- А что за дело? - наконец поинтересовался директор. Тут внезапно проклюнулась память - на этот раз не собственно моя, а Осецкого, - и я вспомнил, что мой собеседник не только крупный специалист в минералогии, ученик В.И.Вернадского, а еще и один из организаторов Свеаборгского восстания 1906 года, делегат партийных съездов, видный большевик, пользовавшийся доверием В.И.Ленина и состоявший с ним в переписке.
- Разбирая на днях свои бумаги, я натолкнулся на любопытный документ, - начинаю забрасывать удочку. - История его такова. В 1920 году мне довелось служить в охране тылов Западного фронта, и при разгроме одной из банд нам досталось в качестве трофея некое письмо. Никакого военного значения оно не имело, и потому было отложено в сторону, а потом завалялось среди моих бумаг. И вот теперь, случайно наткнувшись на него и бегло просмотрев, я решил показать письмо вам, ибо там речь идет явно о каких-то геологических поисках.

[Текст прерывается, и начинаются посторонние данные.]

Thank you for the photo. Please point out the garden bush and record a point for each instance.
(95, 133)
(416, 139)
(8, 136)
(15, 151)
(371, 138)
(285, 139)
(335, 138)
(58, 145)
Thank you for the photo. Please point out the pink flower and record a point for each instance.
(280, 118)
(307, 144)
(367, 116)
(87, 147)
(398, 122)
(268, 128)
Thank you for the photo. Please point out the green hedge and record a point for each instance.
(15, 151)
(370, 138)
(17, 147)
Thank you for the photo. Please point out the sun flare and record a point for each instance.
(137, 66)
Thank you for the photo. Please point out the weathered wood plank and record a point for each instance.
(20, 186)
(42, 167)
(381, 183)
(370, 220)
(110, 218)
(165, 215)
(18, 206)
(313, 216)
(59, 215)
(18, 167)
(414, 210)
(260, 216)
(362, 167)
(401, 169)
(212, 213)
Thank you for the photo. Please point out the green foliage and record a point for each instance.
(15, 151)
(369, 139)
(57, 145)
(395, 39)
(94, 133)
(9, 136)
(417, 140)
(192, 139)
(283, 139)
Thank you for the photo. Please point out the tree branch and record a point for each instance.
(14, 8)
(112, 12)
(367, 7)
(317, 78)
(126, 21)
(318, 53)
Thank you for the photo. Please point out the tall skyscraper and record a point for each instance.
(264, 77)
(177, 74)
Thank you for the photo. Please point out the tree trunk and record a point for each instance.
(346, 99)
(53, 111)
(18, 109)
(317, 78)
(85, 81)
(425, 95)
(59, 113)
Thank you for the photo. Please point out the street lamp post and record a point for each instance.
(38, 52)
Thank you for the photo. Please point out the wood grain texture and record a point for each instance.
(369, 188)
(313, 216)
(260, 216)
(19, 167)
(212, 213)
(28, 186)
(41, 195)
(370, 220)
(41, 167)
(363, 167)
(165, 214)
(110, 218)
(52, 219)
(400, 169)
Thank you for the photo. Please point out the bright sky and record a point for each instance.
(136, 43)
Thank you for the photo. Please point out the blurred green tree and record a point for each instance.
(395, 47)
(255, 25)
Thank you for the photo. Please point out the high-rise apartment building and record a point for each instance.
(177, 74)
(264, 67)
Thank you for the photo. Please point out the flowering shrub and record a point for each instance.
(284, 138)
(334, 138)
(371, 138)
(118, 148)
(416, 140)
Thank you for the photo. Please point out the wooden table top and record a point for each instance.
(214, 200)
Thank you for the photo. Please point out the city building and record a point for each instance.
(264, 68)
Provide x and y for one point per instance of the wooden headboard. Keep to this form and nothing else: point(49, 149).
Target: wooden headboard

После этого монолога достаю сложенный вчетверо и достаточно потертый на сгибах пожелтевший листок бумаги, несколько дней пролежавший под прямыми лучами солнца, чтобы и чернила успели немного выцвести.
Развернув листок, Федоровский бегло пробежал его глазами, затем еще раз, уже внимательнее.
- Ну, что там? - не скрывая своего нетерпения, спрашиваю профессора.
- Судя по всему, речь идет о поиске алмазов, - чуть помедлив, откликнулся Николай Федорович, вынырнув из напавшей на него задумчивости. - Вот видите, тут упоминается кимберлит. А вот тут еще - карбонадо.
- Я человек, несколько далекий от геологии, и в этой терминологии не разбираюсь, - не надо показывать себя слишком осведомленным. - Но, насколько мне приходилось слышать, наша страна не имеет месторождений алмазов?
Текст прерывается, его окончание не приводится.